I am continually amazed by how many supposedly rational ideas embraced by ostensibly skeptical people are actually anchored in the Victorian Age or the Abrahamic religious legacy. The “Progress” myth is a Victorian invention, unsupported by facts or history, that is still clung to by every technophile out there, including many rich and powerful Silicon Valley oligarchs. The “evil” of humans—often expressed with sentiments like “people suck”—is nothing but Christianity’s “original sin” BS rehashed. The alleged superiority of agricultural civilization over traditional gatherer/hunter culture is nearly universal, though this claim, too, is unsupported by the record.
“Native” and “non-native” is a real distinction only at a scale of time and place that is very limited. We have to blinder ourselves to all but the immediate past and future to make it meaningful.
The migrations of humans, plants and animals in the current interglacial period—over the last 12,0000 years—have been intertwined. The “native” ranges of countless edible and medicinal plants were expanded by human propagation, whether intentional or accidental. We can trace ancient trade routes in the locations of fruit and nut trees, and identify abandoned settlements from the density of food species still growing in the area. Much of the “wild” Amazon was tended as a vast garden back in the day. Tobacco made its way from Brazil to New England before the Europeans arrived, traveling a comparable distance as any of the “invasive” weeds from Europe.

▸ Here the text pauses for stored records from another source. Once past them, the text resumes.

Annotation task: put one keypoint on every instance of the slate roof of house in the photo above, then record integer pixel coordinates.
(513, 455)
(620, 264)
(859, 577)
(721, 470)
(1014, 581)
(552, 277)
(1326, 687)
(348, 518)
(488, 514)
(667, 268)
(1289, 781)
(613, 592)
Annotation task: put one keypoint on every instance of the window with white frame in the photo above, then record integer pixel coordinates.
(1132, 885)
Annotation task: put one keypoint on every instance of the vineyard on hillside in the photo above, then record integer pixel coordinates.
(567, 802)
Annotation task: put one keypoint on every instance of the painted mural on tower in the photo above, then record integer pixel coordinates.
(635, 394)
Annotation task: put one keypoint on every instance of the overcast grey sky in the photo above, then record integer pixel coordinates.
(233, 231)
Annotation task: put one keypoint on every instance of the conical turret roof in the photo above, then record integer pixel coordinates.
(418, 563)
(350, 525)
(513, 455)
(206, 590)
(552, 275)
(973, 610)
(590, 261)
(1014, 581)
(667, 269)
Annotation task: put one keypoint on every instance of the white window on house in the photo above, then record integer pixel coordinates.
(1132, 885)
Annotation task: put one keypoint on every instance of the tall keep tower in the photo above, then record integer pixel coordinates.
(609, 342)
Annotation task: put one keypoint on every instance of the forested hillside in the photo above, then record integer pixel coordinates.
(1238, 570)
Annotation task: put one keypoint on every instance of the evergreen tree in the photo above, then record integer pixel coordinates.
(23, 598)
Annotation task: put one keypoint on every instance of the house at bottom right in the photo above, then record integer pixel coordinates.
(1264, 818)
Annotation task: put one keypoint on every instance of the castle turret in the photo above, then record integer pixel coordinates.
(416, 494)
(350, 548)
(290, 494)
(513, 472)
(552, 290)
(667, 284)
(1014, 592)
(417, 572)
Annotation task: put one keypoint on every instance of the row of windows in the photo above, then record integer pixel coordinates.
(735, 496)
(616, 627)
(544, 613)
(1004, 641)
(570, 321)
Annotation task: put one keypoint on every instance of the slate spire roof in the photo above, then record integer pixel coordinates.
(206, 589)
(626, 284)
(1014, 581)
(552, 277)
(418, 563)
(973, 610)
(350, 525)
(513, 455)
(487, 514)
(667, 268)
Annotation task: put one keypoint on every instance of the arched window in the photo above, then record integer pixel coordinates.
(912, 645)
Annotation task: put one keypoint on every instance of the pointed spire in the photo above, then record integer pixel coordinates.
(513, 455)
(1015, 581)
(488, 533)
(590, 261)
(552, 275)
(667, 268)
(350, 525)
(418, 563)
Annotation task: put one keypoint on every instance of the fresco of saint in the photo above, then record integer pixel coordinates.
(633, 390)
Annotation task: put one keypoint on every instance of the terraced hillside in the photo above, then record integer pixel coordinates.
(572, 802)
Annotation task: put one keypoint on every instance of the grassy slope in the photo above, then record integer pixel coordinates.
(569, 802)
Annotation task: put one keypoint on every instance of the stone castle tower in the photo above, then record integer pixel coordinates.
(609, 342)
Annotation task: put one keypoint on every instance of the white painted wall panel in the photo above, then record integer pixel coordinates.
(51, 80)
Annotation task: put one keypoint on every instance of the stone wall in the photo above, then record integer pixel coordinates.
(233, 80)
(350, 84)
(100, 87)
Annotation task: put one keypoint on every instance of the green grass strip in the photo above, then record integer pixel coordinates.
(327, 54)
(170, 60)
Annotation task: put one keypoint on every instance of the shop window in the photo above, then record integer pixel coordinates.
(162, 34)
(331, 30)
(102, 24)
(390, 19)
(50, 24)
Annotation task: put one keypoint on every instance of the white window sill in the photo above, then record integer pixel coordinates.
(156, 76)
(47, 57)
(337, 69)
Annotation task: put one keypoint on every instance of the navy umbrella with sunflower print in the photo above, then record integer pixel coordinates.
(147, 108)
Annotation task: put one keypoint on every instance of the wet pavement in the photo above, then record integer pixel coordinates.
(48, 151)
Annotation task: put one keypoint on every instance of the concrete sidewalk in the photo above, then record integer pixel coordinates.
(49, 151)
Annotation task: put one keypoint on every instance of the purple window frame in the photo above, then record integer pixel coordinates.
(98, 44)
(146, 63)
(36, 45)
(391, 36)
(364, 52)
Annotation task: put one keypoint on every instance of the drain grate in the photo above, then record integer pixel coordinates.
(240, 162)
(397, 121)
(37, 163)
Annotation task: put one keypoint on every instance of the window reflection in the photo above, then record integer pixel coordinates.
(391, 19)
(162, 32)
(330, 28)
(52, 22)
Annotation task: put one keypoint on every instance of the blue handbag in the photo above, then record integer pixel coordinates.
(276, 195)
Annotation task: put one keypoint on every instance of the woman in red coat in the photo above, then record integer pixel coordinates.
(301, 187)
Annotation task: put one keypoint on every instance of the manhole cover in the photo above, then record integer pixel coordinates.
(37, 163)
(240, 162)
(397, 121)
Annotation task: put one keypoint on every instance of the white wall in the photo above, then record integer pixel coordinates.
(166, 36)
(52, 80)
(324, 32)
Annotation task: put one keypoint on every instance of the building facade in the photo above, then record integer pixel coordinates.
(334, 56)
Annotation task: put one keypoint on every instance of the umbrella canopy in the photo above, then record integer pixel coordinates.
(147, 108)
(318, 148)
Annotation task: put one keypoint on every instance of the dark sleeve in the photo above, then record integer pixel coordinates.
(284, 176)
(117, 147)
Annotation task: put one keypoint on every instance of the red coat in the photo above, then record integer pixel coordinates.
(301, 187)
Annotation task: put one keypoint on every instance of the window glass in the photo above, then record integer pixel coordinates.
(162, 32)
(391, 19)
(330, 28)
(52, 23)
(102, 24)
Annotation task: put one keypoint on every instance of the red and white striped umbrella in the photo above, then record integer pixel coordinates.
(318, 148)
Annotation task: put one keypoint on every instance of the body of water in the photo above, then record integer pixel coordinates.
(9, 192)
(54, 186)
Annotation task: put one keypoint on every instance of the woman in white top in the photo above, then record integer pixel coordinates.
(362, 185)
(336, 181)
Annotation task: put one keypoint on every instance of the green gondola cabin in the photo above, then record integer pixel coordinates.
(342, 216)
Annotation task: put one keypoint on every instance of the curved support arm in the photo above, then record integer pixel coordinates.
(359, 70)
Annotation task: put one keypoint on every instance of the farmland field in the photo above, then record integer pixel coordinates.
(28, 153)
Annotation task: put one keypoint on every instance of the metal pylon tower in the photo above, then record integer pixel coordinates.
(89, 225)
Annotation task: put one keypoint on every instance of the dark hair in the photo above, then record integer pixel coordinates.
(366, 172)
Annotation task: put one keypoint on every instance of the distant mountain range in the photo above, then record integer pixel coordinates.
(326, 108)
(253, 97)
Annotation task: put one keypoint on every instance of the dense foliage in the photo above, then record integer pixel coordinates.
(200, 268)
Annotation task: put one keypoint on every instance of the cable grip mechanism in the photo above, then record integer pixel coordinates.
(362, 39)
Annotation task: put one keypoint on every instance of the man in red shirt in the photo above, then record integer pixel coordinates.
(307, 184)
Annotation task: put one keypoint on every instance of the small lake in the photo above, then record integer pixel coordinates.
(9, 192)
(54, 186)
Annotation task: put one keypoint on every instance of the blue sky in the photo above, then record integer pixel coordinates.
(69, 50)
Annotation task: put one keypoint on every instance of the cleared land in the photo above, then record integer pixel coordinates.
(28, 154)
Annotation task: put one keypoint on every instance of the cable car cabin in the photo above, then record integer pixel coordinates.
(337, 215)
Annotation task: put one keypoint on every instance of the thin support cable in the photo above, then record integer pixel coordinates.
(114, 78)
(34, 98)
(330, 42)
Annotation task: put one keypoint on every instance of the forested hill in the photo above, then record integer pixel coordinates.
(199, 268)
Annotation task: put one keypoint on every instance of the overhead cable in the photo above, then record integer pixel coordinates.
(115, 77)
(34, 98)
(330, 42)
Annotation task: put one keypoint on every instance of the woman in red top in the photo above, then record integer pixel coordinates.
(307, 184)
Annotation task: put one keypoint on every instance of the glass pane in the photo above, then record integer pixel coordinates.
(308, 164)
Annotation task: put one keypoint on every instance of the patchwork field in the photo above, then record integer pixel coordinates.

So, we must also carve out an exception for ourselves, now, as being the one case when it hasn’t been okay for humans to be involved in plant migration. Either that, or ignore the rich history of humans having done so, which is what most people tend to do: pretend that the world is “unchanging” and “orderly” and that our species is somehow separate from it.
With “The Next Great Migration,” Shah blows the lid off such conceits, and does so with an accessible book that is very well sourced and cited, and easy to read. You don’t need to be an expert in anything to follow her stories and her arguments. The politically minded will appreciate her sharp criticisms of national immigration policies, right up through the Trump era. I was personally more interested in the natural history, but I appreciated how she showed that current and past prejudices against both humans and non-humans for being “foreign” are related, both in spirit and in the same faulty logic.
When I put the book down, my view of our world felt noticeably expanded. Having read it, I have a deeper understanding not only of our planet, but of my own worldviews and how they’ve been shaped by the culture I’ve been subjected to since birth. I can also tell that my perceptions of various issues will continue to be shifted as I apply the revelations I gleaned. I definitely recommend this book.